The volume proposes a limited selection of the Pope Emeritus’ most significant discourses ranging from his historic speech to the Roman Curia on 22 December 2005, the first year of his Petrine ministry, to his last General Audience on 27 February 2013 after he announced his renunciation, but does not include any of his magisterial writings or documents.

A significant selection

This choice, explains Father Lombardi in his Preface, is “necessarily reductive and to a certain extent questionable”, all the more considering Joseph Ratzinger’s prolific production and dense work, first as a theologian and then as Pope. At the same time, he notes, Benedict XVI’s thought is so coherent, and “organic” as a whole and in its development, “that its main lines can be grasped even starting from a limited choice of his texts”.

The texts selected have been pronounced in different times, places and contexts, addressing the main issues that underpinned his pontificate and entire theological thought: from the relationship between faith and reason, to the ongoing search for God in the modern secularized society, to the question of the presence of God in the face of evil, to the reception of the Council. It also includes his homily closing the the Year for Priests (2009-2010), one of his numerous interventions on the subject of clerical sexual abuse, which emerged dramatically during his pontificate.
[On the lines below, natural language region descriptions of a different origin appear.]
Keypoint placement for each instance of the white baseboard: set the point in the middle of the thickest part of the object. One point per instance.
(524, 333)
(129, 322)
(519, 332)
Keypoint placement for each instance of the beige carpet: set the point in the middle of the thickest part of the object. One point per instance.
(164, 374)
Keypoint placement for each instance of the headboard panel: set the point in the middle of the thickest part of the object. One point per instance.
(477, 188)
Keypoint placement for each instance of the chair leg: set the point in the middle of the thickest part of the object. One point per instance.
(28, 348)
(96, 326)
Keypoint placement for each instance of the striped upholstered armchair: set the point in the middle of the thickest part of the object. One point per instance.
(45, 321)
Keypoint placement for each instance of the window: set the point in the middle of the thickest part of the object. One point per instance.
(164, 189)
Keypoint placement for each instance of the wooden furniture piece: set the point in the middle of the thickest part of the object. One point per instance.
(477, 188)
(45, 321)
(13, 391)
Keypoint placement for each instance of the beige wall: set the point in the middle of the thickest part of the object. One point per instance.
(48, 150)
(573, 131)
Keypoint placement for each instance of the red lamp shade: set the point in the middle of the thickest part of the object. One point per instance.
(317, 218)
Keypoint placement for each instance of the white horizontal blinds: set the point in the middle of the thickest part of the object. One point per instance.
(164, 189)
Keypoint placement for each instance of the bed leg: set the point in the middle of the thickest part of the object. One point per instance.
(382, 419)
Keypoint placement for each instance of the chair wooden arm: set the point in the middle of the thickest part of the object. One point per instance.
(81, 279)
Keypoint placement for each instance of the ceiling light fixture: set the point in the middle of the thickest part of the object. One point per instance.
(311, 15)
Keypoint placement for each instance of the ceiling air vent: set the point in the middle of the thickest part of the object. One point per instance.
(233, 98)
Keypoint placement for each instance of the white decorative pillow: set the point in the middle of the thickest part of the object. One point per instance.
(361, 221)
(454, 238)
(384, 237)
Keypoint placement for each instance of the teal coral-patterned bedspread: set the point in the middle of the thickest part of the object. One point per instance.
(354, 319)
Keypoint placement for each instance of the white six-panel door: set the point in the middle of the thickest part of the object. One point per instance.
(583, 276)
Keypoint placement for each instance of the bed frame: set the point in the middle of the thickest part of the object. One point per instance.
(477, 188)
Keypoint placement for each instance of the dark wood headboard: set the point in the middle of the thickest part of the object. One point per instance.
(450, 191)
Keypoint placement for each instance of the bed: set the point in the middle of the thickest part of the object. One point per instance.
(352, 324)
Benedict XVI’ concern for Europe losing its Christian roots

Wherether in the Vatican, or at Westminster Hall in London, or in Paris (Collège des Bernardins), or in Germany (Berlin, Cologne, Auschwitz), all the discourses chosen for the book were prounounced in a European country.

This, remarks Father Lombardi, is not coincidental: “The last ‘European Pope’ thoroughly knows the culture and history of his continent, and is convinced that it is no coincidence that the form assumed by the Christian faith in dialogue with reason was formed in Europe.”

A passion for dialogue between reason and faith

What emerges distinctly from these ten great speeches is Benedict XVI’s passionate desire “to practice personally and to propose to all the lived dialogue between reason and faith as a necessary way for the good and salvation of each one and of the entire human family in the face of the dramatic challenges of our time”, concludes the preface. (Lisa Zengarini/Vatican News)

“Pope Benedict poses to the men of our time the question whether the objective reason that manifests itself in nature, investigated and known by man’s subjective reason, does not presuppose a creative Reason that founds both, and recalls man’s responsibility before God and the recognition of the inviolable dignity of every human person, made in the image of God.”